The Rugrat was a bit more "discerning" (picky) about her acceptance criteria, seems she actually LIKES the cardboard pizza genre and the kid's cheese pizza was a bit more refined than she was used to. I tried it and it was excellent to my taste but she was having none of that. So we got her an order of the kid's chicken fingers which she ate with abandon. Ok, so we know what NOT to order next time...at least for her.

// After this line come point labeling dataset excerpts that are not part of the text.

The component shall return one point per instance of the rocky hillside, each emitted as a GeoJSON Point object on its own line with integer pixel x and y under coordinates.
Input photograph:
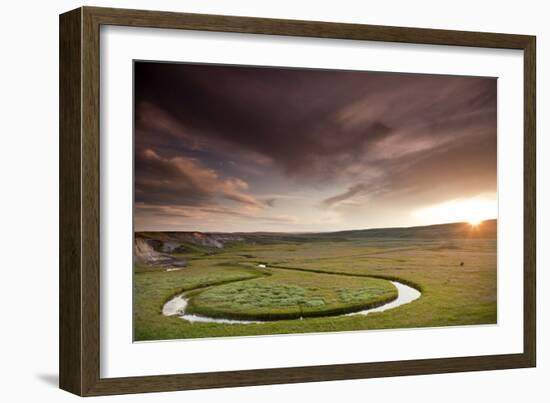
{"type": "Point", "coordinates": [144, 253]}
{"type": "Point", "coordinates": [171, 241]}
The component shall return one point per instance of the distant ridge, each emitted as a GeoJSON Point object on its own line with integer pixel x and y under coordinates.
{"type": "Point", "coordinates": [485, 229]}
{"type": "Point", "coordinates": [182, 241]}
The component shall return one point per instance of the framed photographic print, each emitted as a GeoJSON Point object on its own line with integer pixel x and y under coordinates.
{"type": "Point", "coordinates": [249, 201]}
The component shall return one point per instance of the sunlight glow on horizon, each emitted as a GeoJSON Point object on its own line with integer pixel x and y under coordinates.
{"type": "Point", "coordinates": [473, 211]}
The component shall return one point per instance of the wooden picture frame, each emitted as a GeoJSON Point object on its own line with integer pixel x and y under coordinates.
{"type": "Point", "coordinates": [79, 349]}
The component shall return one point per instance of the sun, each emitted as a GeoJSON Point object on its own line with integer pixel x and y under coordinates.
{"type": "Point", "coordinates": [470, 210]}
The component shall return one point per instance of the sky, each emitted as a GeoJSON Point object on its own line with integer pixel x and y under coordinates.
{"type": "Point", "coordinates": [222, 148]}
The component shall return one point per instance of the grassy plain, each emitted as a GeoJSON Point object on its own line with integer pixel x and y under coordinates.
{"type": "Point", "coordinates": [321, 275]}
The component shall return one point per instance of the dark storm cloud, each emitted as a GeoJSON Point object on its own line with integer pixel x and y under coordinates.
{"type": "Point", "coordinates": [309, 122]}
{"type": "Point", "coordinates": [184, 181]}
{"type": "Point", "coordinates": [201, 130]}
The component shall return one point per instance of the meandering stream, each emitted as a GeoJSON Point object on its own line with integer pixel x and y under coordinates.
{"type": "Point", "coordinates": [177, 305]}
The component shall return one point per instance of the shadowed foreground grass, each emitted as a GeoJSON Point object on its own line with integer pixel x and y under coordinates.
{"type": "Point", "coordinates": [452, 294]}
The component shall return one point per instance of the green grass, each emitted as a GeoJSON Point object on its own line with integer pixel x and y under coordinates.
{"type": "Point", "coordinates": [288, 294]}
{"type": "Point", "coordinates": [451, 294]}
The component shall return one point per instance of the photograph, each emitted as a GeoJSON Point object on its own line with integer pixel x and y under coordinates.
{"type": "Point", "coordinates": [273, 200]}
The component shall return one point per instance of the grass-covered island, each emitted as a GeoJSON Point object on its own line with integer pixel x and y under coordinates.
{"type": "Point", "coordinates": [276, 283]}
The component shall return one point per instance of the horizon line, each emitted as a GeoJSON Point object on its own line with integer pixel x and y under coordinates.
{"type": "Point", "coordinates": [318, 232]}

The restaurant concept itself is an interesting hybrid. Kind of a cross between a full blown elegant gourmet restaurant and a McDonald's. Patrons walk in, order at a register with a big menu on the wall behind them and are given a receipt and a laminated order number card and they seat themselves. A waitress comes out and reads the order back to make sure the order is correct, and then after a little bit, brings the food out. The food IMHO is certainly equal to the best gourmet meal to be had, but the decor is closer to a fast food place than an elegant gourmet place. The floor is finished concrete, the ceiling is open to the underside of the roof and painted dark grey to de-accent it. The lighting was closer to the gourmet place, warm and low and each table had it's own light above it. The booth we were seated at was larger than your standard booth and didn't make you feel like you were trying to wear it. This combination of hard surfaces above and below however makes for a very loud place with even a few patrons. I know restaurant consultants think a loud place does more business, and maybe it does, but for me, I would have appreciated it being a couple decibels quieter. If I had to find one thing that was not quite up to snuff, that would have been it. Retrofitting the place with a bit more insulation in the ceiling and maybe some carpet to dampen out the sound would be my recommendation IMHO, but even without that it is certainly an excellent place to take a date (I THINK I remember what that was like =D) or your spouse for a evening out.
One other thing that is more a limitation of the space available than anything is the issue of drafts. There is no "airlock" on the entrance, where you have to pass through two sets of doors to get in, as a result every time the door opens, a blast of cold air rolls in. For patrons seated further back from the doors, that is obviously not that big a deal, but for someone seated near the door as we were, on a cold night like tonight, it was a bit uncomfortable. But to alleviate that you'd have to take up floor space and that would cut into seating area. The place was packed to the gills when we arrived, so loosing seating area is one of those tradeoffs that architects have to make. I probably would have chose differently, but I can certainly understand why that was not the choice this architect made.
On the whole it was quite an enjoyable treat to give the place a chance to use me as a guinea pig. When they open The Woodlands restaurant in the Spring, perhaps I'll have a chance to compare and contrast.